Not since 1869 when the Union and Central Pacific Railroads were joined on Utah's Promontory Summit has a train project elicited such interest in California. However, the proposed $43 billion High Speed Rail (HSR) is doing it again. The crescendo here on the Peninsula is building, as a critical Environmental Study, which must be completed by year's end, will determine the California High Speed Rail Authority's (CHSRA) preferred means of construction along the CalTrain corridor through Burlingame and the rest of the Peninsula. (CHSRA long ago discarded the ideas of building HSR on Highway 101, 280 or the bayside, and San Franciscans are determined to see it run up the Peninsula so they can get to SFO, San Jose and Los Angeles directly without changing trains somewhere.)
The problem is, when the Peninsula train lines were built more than 100 years ago, our cities were mostly green fields. Now schools, homes, businesses and parks crowd CalTrain corridors. As Palo Alto Mayor Burt has put it, getting HSR to run on new additional tracks in the CalTrain corridor is like trying to squeeze a size 12 foot into a size 8 shoe.
Moreover, HSR cannot just sit next to CalTrain at grade. The new tracks must be grade separated, which means running on a different level as automobiles. CalTrain can get away with it because their trains run slower and less often, but if CalTrain is sped up, or if HSR trains are added, then it is not practical, safe or even legal to have trains and autos on the same grade.
Grade separation is something we in Burlingame have to confront with or without HSR. CalTrain wants to electrify itself to run more efficiently and more frequently. What HSR has done is to accelerate this debate locally and, it must be said, also made the solution more complex, because now we have to accommodate 4 grade-separated tracks rather than just two.

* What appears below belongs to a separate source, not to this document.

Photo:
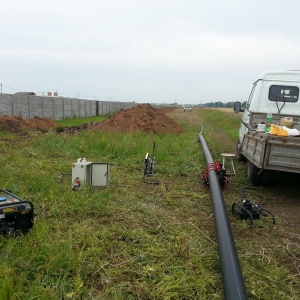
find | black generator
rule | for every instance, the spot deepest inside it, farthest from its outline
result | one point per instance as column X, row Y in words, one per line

The cheapest way to grade separate the line between San Francisco and San Jose is above grade. That means raising the railroad tracks either on a berm, wall or elevated pylons, just like a freeway. The combined HSR/CalTrain tracks need at least 80 feet of width and must be strong enough to withstand earthquakes while carrying four trains at once, including freight trains. The width is equal to a six-lane freeway, similar to the new Peninsula Overpass. The scale of construction can only be surmised, but will not be svelte, that's for sure. Unfortunately, and notwithstanding the Environmental Study still being prepared, CHSRA tipped its hand in its recent application to the Feds for more stimulus money by making it clear they prefer a cheaper raised structure (so they can build more).
Around the world, cities are deconstructing raised freeways, yet here the CHSRA wants to build a new one. Burlingame has tried to tell anyone who will listen that a raised six-lane freeway or 30-foot wall running through town is not acceptable. We would be prepared to have it run in a covered trench or tunnel. We are not NIMBYs but rather UMBYs – Under My BackYard. For those who are wondering, the CHSRA's cost estimates for aerial along the Peninsula is a bit over $5 billion, and to trench the tracks in the cities that want them would add another $1 billion, according to the Bay Area News Group's analysis.
For a 20 to 30 percent increase in segment price, we can have HSR on the Peninsula and not wreck our communities too. Now that would merit a new golden spike.